One of those men, Abel, became principal of the school and the teachers were 12-year-old young women who had had two years of primary school in the refugee camps in Honduras. So, the community got a 4’ x 8’ sheet of plywood, painted it black, bought a box of chalk, and started a school. They knew it was not a good school, but said education was the only way out of poverty. So, the 12-year-old teachers taught preschool through second grade in the morning and went to third grade themselves in the afternoon. Every weekend, the teachers and the principal studied to bring their grade levels up so they could offer more grades to Teosinte’s children.

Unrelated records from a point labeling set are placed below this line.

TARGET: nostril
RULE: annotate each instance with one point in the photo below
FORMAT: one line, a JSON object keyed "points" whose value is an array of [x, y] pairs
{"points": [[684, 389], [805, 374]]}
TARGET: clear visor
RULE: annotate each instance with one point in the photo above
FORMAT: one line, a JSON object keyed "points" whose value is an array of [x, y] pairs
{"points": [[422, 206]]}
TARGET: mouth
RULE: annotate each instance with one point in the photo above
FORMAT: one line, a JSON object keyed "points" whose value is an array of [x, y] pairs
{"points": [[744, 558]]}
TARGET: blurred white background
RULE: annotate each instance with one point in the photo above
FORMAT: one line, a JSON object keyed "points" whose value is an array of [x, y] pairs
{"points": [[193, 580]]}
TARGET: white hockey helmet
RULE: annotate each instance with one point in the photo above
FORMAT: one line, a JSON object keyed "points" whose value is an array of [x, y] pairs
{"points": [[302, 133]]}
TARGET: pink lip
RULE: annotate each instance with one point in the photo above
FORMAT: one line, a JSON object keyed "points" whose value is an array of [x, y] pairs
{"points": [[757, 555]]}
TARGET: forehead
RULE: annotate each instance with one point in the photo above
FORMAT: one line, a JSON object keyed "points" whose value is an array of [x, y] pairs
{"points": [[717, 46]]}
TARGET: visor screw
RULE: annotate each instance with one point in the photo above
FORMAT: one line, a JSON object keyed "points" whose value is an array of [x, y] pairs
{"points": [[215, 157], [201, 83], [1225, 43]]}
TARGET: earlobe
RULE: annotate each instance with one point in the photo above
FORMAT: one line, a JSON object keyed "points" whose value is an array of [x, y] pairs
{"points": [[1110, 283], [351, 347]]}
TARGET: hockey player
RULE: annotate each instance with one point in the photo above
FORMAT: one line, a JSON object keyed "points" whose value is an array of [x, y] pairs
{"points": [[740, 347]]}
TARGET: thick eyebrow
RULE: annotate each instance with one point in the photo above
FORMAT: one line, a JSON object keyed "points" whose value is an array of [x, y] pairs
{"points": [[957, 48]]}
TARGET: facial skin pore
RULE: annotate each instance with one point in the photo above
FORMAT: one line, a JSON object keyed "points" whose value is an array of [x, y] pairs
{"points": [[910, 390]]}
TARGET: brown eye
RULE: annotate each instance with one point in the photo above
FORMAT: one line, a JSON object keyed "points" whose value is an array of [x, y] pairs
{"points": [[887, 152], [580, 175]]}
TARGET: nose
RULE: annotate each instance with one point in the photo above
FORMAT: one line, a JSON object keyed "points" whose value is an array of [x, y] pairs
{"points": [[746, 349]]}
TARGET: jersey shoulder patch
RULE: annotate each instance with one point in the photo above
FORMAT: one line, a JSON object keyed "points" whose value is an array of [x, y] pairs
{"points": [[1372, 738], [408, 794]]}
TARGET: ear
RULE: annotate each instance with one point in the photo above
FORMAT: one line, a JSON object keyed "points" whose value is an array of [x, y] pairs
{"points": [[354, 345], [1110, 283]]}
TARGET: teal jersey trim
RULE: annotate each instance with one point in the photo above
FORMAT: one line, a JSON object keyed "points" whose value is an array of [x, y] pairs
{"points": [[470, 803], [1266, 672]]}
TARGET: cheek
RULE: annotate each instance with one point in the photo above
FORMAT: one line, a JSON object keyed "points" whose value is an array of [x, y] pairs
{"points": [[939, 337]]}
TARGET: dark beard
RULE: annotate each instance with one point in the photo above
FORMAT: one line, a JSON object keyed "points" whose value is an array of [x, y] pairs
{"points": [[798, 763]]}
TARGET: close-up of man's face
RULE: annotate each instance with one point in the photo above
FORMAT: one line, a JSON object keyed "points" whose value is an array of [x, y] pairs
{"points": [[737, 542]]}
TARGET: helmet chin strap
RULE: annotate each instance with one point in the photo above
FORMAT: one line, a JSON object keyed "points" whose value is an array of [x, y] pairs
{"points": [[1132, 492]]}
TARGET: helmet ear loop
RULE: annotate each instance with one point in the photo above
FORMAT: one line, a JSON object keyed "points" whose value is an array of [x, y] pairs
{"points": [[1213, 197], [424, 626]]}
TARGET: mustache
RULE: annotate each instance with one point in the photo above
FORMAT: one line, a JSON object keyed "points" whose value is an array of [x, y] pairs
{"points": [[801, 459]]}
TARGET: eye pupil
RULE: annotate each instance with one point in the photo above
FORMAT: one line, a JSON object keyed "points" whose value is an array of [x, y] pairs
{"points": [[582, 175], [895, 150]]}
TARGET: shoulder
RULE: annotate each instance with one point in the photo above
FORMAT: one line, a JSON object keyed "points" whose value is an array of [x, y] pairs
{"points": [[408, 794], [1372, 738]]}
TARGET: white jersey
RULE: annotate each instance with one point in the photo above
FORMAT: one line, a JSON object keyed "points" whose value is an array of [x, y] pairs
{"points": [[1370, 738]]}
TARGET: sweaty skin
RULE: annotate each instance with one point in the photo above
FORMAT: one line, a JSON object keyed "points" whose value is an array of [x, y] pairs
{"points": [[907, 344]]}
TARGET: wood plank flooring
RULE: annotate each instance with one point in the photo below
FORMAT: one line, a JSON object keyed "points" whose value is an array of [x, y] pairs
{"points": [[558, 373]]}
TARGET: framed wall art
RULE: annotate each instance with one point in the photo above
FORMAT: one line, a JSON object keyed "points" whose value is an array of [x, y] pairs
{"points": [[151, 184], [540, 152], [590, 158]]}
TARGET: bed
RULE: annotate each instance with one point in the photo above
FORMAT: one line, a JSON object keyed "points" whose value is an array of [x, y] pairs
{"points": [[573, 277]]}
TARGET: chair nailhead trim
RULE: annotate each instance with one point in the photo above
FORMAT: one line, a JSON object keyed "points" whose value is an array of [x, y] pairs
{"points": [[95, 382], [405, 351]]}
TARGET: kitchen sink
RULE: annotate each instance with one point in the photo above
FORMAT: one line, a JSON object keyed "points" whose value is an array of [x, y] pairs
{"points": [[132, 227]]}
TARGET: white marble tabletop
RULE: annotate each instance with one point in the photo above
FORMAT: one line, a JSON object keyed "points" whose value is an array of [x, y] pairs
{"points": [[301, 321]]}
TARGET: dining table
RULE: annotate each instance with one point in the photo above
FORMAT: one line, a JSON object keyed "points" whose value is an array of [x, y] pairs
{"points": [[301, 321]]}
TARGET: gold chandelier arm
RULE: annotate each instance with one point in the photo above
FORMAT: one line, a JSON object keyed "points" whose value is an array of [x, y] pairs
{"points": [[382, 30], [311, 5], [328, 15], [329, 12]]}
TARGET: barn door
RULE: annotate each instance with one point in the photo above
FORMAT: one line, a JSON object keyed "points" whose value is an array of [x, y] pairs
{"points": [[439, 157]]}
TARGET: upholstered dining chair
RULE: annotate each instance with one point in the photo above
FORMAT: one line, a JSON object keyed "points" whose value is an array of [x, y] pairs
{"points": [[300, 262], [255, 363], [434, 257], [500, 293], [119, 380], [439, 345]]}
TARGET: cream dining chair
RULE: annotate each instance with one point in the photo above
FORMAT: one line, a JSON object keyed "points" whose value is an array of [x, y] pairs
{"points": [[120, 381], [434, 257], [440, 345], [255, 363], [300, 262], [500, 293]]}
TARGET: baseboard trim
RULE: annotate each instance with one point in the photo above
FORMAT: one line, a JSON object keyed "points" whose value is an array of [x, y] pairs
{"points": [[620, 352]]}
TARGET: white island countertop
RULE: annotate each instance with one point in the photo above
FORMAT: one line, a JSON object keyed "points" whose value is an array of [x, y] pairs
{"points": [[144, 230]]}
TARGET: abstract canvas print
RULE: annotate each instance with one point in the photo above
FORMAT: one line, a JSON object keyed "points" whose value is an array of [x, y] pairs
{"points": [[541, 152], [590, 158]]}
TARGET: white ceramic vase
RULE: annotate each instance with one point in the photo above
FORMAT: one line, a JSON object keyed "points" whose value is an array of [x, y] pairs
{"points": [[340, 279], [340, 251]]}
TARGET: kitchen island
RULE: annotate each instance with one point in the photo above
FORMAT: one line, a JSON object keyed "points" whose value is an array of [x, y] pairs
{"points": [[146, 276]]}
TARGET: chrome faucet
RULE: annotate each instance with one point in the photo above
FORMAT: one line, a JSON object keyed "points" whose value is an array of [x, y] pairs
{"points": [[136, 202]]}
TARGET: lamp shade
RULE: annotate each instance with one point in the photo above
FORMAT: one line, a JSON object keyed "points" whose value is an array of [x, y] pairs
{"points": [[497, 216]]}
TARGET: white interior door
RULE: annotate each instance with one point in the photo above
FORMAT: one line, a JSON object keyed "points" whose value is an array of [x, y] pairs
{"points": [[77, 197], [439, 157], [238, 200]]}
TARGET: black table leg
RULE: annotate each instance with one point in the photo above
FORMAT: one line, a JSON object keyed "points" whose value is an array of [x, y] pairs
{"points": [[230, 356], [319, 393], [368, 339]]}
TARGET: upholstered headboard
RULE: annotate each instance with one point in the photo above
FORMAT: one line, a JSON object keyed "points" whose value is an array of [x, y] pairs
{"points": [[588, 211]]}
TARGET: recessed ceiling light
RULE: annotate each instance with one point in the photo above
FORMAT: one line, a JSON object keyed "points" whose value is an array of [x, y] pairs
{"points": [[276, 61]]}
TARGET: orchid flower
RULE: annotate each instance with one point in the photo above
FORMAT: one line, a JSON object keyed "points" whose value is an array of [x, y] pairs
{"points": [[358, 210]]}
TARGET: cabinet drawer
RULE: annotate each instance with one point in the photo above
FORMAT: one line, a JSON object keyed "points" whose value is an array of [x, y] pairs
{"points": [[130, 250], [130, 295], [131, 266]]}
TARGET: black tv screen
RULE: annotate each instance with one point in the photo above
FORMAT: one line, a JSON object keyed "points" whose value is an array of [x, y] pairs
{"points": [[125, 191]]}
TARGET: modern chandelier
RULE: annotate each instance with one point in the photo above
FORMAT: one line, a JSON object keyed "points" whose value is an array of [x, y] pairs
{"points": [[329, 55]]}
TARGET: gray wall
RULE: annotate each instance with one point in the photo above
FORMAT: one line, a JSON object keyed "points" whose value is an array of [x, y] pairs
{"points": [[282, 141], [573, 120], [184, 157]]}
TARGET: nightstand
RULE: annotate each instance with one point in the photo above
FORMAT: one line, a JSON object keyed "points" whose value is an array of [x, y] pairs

And, all such schools in repatriated communities were supported by the popular movement for justice, so that a year or two after its beginning, there were proper desks for the students, books, paper, etc. For the teachers to be paid by the Ministry of Education (once the war was over), they would had to have their degrees in education from the University of El Salvador (UES). So, UES (being part of the movement for justice) brought university education out to these rural communities. And, by 2002, the young women who began teaching at age 12, had graduated with their degrees in education from the University of El Salvador and were then paid by the Ministry of Education to teach!!

Teosinte’s First School: A photo of Teosinte’s first school in 1989.  The young women seen here were Teosinte’s 12-year-old teachers who taught preschool through second grade in the morning and went to third grade themselves in the afternoon.    

 

This is a photo of a Teosinte School classroom, in 1991. The desks and chairs and other supplies you see here were provided by the Salvadoran Popular Movement for Justice.  Since the Ministry of Education would not send teachers out to schools located in war zones, like Teosinte was, the Salvadoran Popular Movement for Justice created in these areas a parallel education system.  

Teosinte’s Land Purchase: After the war was over in 1992, the 30-some owners of the land Teosinte occupied wanted their land back. In August 1993, when they were going to be evicted from their land, the people held an all-town assembly to decide what to do about the crisis. At the end of the day, they decided to buy their land, cash up front, despite not having a dime.

They then organized to accomplish the task! And, in a year and a half, they purchased 900 acres of land! The land is held communally and each family is given a lot for a house and a plot of land for farming.

Teosinte’s extraordinary accomplishments were due to five elements: impressive organization, hard work, love, faith, and hope. And, they never believed there was something they could not accomplish.